Tesla on the needles!
It's actually a bit more open and lacy than it appears in this photo.
Aarghh!!!
Notice that I got Tesla twisted on the needles, not once, but twice! I am knitting in the round, there is no way to untwist this mess. I can't decide which is worse, that I let this happen, or that it took me so long to notice.
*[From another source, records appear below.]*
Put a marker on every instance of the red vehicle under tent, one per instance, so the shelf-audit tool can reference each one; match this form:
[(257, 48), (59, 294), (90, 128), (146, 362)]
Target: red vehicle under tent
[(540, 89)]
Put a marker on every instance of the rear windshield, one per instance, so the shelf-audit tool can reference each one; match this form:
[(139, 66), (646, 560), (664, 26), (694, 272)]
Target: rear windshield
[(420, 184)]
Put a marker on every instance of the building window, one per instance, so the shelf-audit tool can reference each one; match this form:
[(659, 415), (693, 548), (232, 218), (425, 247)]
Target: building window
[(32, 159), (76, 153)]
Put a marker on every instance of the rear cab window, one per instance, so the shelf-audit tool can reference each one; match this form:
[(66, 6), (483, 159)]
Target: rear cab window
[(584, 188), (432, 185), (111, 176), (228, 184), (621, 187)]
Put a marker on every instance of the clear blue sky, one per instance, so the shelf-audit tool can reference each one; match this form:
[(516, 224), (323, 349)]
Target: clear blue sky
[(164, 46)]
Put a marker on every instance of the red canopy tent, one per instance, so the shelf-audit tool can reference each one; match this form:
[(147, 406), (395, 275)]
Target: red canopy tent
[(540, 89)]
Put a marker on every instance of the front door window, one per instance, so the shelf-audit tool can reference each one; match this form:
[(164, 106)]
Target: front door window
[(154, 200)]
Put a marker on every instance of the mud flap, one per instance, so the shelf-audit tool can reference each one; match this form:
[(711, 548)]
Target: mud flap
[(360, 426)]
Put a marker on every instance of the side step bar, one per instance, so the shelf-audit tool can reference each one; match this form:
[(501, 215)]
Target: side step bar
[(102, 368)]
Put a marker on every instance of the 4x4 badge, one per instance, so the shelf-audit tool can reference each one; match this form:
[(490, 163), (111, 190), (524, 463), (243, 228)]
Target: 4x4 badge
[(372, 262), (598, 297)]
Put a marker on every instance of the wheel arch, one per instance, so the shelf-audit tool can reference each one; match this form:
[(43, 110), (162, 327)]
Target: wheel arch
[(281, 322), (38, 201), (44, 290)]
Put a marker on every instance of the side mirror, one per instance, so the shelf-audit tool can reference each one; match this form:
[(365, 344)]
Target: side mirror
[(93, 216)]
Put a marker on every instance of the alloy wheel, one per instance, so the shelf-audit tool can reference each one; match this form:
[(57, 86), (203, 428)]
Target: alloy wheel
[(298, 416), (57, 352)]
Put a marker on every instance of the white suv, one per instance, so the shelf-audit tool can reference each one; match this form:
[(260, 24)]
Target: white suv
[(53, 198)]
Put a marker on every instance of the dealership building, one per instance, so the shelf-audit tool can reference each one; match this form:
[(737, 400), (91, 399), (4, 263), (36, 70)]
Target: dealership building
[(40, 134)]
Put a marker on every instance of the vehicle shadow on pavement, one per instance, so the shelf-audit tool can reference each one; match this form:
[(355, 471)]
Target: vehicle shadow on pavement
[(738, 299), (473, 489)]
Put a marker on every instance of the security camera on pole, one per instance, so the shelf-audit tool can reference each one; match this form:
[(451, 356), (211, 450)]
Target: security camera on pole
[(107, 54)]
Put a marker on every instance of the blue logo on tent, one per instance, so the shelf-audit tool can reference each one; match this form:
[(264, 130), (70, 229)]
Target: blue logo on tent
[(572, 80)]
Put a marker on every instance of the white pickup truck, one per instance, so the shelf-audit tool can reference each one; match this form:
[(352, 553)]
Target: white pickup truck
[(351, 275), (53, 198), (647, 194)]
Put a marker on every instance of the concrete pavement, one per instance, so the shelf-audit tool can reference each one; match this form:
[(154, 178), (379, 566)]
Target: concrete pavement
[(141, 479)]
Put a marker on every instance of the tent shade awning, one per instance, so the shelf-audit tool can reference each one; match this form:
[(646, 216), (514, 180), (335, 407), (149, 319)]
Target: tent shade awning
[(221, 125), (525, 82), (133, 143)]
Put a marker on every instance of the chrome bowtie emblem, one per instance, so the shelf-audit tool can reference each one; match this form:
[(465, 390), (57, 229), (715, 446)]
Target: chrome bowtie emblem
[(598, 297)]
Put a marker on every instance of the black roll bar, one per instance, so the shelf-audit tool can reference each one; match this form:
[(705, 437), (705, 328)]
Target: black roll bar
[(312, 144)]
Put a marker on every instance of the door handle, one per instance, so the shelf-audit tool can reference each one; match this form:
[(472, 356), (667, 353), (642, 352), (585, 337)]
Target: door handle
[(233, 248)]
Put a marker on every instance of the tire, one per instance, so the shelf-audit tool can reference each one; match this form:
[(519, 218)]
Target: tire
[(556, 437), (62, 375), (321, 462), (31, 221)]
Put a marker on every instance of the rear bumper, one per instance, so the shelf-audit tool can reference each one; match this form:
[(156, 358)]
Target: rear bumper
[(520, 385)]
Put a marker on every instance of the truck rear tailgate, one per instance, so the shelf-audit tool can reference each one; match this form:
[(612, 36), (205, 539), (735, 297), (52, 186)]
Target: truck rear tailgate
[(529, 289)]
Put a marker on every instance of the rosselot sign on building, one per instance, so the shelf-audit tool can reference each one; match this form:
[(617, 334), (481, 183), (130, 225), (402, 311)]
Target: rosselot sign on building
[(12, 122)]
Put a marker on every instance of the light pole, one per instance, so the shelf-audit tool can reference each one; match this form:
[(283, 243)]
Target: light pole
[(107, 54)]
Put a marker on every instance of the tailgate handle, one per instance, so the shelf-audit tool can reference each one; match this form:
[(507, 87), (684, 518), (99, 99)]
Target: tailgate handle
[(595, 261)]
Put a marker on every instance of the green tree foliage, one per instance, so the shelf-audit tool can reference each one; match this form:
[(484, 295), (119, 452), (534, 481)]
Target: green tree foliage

I hadn't done this kind of thing for years, since I was a beginning knitter. About 12 years ago I tried my first circular-knit sweater and I got it all twisted -- a horror show. Afterward, I could never figure out how it happened since the difference between the knit and purl side was so obvious, well I guess it wasn't obvious to me then... I would have said only stupid knitters did things like that.
Wrong!!
Well, as a feeble excuse the sweater is in garter stitch so the inside and outside do look much alike. I must have gotten it twisted early on, before I could really see what I was doing clearly. I was knitting on the Taconic and the yarn is kind of tricky until you get the hang of it. Any excuse will do at this point.
The worst thing is, I noticed the twist on the way home from Pittsfield, soon after we left, with a whole 1 1/2 hours in the car ahead of me. Did I start to rip? No. I dreaded casting on in the car, thin yarns with thick nubbins, DANGER ON CURVES. I could see myself loosing count and starting over and over. I could see myself trying to use stitch markers to keep the count and dropping them every time we went over a bump. The car would be littered with hundreds of little tiny round stitch markers and there would be nary a one for my knitting. No I did not rip.
Did I have another project with me, perhaps the socks? NO, of course not, it was only an afternoon trip.
What did I do? I did what any compulsive knitter faced with an hour and a half trapped in a car would do. I kept knitting, even though I knew I would have to rip it out as soon as I got home. Better to knit anything than to sit there like a lump, bored to tears, squirming around in the car seat making a nuisance of myself. You think children chanting "are we there yet" is annoying; you haven't heard an uncomfortable, bored, peevish adult without her knitting.
And so rip I did:
Tabasco thought she would offer advice.
And so I am back at the beginning. Tomorrow.
Tesla and I have played long enough today.